Using LGE patterns, 32 patients were classified into group 2 and 8 into group 1. All group 2 patients showed LGE patterns typical of CA (diffuse circumferential LGE from endocardium to epicardium). Three group 1 patients showed no LGE, and 5 showed focal LGE (involving 1 segment in 2 patients, 2 segments in 2 patients, and 3 segments in 1 patient). Table 1 summarizes the baseline characteristics of the groups. Group 2 had significantly lower LVEF (50.4 ± 12.8%) than group 1 and the control group (70.1 ± 6.1% and 65.1 ± 5.4%, respectively). Group 2 showed significantly higher LV wall thickness and LV mass than group 1 (thickness: 15.3 mm vs. 13.5 mm; mass: 98.3 g/m2 vs. 73.4 g/m2, respectively). Only group 2 included patients with NYHA functional class ≥ III (7 patients, 21.9%, p = 0.070). Groups 1 and 2 had similar low-voltage ECG frequencies (75.0% vs. 78.1%, p = 0.658).
Table 1. Baseline Characteristics and Functional Parameters of the Study Population.

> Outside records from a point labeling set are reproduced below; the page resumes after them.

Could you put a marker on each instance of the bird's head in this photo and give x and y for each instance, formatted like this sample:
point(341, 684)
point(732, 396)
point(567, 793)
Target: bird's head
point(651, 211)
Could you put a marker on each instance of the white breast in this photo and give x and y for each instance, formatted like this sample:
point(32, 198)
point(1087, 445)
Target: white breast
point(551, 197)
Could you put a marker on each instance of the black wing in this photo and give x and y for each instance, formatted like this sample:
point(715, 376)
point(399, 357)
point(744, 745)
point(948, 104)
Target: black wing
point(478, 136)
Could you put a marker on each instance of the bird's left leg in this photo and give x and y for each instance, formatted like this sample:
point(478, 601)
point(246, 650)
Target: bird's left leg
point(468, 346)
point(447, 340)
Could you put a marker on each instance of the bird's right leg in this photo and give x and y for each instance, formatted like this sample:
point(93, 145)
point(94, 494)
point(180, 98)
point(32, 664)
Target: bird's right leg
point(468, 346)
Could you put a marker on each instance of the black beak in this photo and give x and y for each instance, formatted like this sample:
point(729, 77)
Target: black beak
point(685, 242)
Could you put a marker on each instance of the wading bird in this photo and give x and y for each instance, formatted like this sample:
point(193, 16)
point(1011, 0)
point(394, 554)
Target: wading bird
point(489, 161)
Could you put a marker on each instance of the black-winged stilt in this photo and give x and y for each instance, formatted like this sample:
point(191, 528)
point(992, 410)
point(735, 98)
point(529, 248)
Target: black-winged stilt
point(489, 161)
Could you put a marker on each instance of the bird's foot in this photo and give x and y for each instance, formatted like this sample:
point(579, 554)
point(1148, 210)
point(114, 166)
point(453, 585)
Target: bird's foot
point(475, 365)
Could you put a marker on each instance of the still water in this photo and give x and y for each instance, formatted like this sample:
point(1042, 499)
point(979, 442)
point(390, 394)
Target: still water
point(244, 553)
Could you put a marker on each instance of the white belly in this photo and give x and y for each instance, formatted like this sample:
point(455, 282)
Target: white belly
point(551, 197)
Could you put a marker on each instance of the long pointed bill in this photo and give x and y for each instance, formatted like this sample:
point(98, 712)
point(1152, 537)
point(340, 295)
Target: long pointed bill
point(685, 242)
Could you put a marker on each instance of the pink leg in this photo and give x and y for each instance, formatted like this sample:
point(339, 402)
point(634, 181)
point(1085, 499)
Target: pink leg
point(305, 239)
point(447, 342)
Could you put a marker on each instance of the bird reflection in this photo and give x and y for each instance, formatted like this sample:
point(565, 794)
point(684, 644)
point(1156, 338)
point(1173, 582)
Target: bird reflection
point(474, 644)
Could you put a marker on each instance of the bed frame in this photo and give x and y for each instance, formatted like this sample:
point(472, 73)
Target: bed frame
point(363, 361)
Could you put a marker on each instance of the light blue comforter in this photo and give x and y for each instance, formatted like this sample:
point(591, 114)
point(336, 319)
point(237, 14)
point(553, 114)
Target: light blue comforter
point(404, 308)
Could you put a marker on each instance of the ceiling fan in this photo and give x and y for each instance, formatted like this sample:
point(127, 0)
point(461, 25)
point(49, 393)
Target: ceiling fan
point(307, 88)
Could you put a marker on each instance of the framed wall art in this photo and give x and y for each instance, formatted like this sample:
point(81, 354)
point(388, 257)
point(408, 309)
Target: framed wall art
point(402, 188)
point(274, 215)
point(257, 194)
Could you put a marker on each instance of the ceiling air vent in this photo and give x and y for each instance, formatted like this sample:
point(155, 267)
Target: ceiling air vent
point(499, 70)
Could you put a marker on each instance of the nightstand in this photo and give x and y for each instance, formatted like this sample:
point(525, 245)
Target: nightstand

Control (n = 15) | Group 1 (n = 8) | Group 2 (n = 32) | P | |
---|---|---|---|---|
Sex, male (%) | 10 (66.7) | 5 (62.5) | 21 (65.6) | 0.980 |
Age (years) | 54.9 ± 6.5 | 62.4 ± 11.0 | 63.2 ± 14.2 | 0.093 |
BSA (m2)* | 1.73 ± 0.17 | 1.64 ± 0.13 | 1.57 ± 0.18 | 0.020 |
NT-ProBNP (pg/mL)§ | NA | 1340.0 (114.0–35000.0) | 3693.0 (1434.0–5939.0) | 0.655 |
LVEF (%)*† | 65.1 ± 5.4 | 70.1 ± 6.1 | 50.4 ± 12.8 | < 0.001 |
LVEDVI (mL/m2) | 74.01 ± 18.1 | 72.62 ± 27.1 | 74.04 ± 16.39 | 0.981 |
LVESVI (mL/m2)*† | 26.42 ± 9.86 | 21.80 ± 9.27 | 37.36 ± 14.34 | 0.003 |
LV wall thickness (mm)*†‡ | 7.9 ± 0.4 | 13.5 ± 0.8 | 15.3 ± 2.1 | < 0.001 |
LV mass index (g/m2)*† | 55.5 ± 9.8 | 73.4 ± 15.1 | 98.3 ± 24.8 | < 0.001 |
E/E'† | NA | 10.5 (9–12.8) | 27.5 (18.0–33.5) | < 0.001 |
NYHA class ≥ III | 0 (0) | 0 (0) | 7 (21.9) | 0.070 |
Low-voltage ECG | NA | 6 (75) | 25 (78.1) | 0.658 |
Unless otherwise indicated, data are presented as mean ± standard deviation or median (25–75th interquartile ranges). *Statistical significance between groups 2 and the control group, †Statistical significance between group 1 and 2, ‡Statistical significance between group 1 and control groups, §NT-ProBNP values were available for 27 patients in group 2. BSA = body surface area, ECG = electrocardiogram, E/E' = ratio of early mitral inflow velocity to mitral annular early diastolic velocity, LV = left ventricular, LVEDV = LV end-diastolic volume, LVEF = LV ejection fraction, LVESV = LV end-systolic volume, NA = not available, NT-ProBNP = N-terminal pro b-type natriuretic peptide, NYHA = New York Heart Association
T1 and T2 Mapping Parameters
Intergroup Difference
Table 2 summarizes the mapping and ECV values of the 3 groups. Global native T1 and ECV were significantly different across the groups. The values were significantly higher in group 2 (1466.8 ms and 51.4%, respectively) than in group 1 (1384.4 ms and 36.9%, respectively) and the control group (1230.5 ms and 26.0%, respectively; p < 0.001). The values were significantly higher in group 1 than in the control group (all, p < 0.001). The global T2 in groups 1 and 2 were higher than in the control group (53.8 ms vs. 54.2 ms vs. 48.9 ms, respectively; p = 0.001). There was no statistically significant difference in the global T2 between groups 1 and 2.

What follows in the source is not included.